Re: [Dovecot] SSD drives are really fast running Dovecot

14 Jan 2011


      On 1/12/11 , Jan 12, 11:46 PM, Stan Hoeppner wrote:
...
David Jonas put forth on 1/12/2011 6:37 PM:
...
I've been considering getting a pair of SSDs in raid1 for just the
dovecot indexes. The hope would be to minimize the impact of pop3 users
hammering the server. Proposed design is something like 2 drives (ssd or
platter) for OS and logs, 2 ssds for indexes (soft raid1), 12 sata or
sas drives in RAID5 or 6 (hw raid, probably 3ware) for maildirs. The
indexes and mailboxes would be mirrored with drbd. Seems like the best
of both worlds -- fast and lots of storage.
Let me get this straight.  You're moving indexes to locally attached SSD for
greater performance, and yet, you're going to mirror the indexes and store data
between two such cluster hosts over a low bandwidth, high latency GigE network
connection?  If this is a relatively low volume environment this might work.
But, if the volume is high enough that you're considering SSD for performance,
I'd say using DRBD here might not be a great idea.
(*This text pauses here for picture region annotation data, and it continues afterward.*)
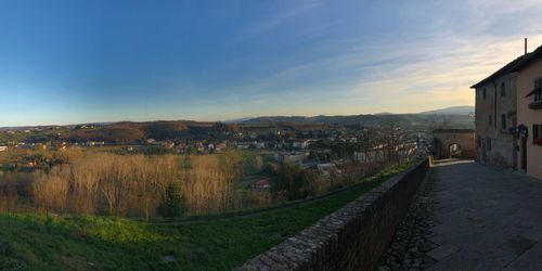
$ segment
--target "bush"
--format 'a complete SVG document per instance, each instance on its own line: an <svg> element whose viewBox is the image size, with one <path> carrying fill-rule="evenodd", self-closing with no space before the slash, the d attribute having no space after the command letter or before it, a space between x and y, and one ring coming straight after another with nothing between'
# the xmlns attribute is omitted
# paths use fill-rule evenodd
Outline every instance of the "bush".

First, thanks for taking the time to respond! I appreciate the good
information.
Currently running DRBD for high availability over directly attached
bonded GigE with jumbo frames. Works quite well. Though indexes and
maildirs are on the same partition.
The reason for mirroring the indexes is just for HA failover. I can only
imagine the hit of rebuilding indexes for every connection after failover.
...
...
Anyone have any improvements on the design? Suggestions?
Yes.  Go with a cluster filesystem such as OCFS or GFS2 and an inexpensive SAN
storage unit that supports mixed SSD and spinning storage such as the Nexsan
SATABoy with 2GB cache:  http://www.nexsan.com/sataboy.php
Get the single FC controller model, two Qlogic 4Gbit FC PCIe HBAs, one for each
cluster server.  Attach the two servers to the two FC ports on the SATABoy
controller.  Unmask each LUN to both servers.  This enabling the cluster filesystem.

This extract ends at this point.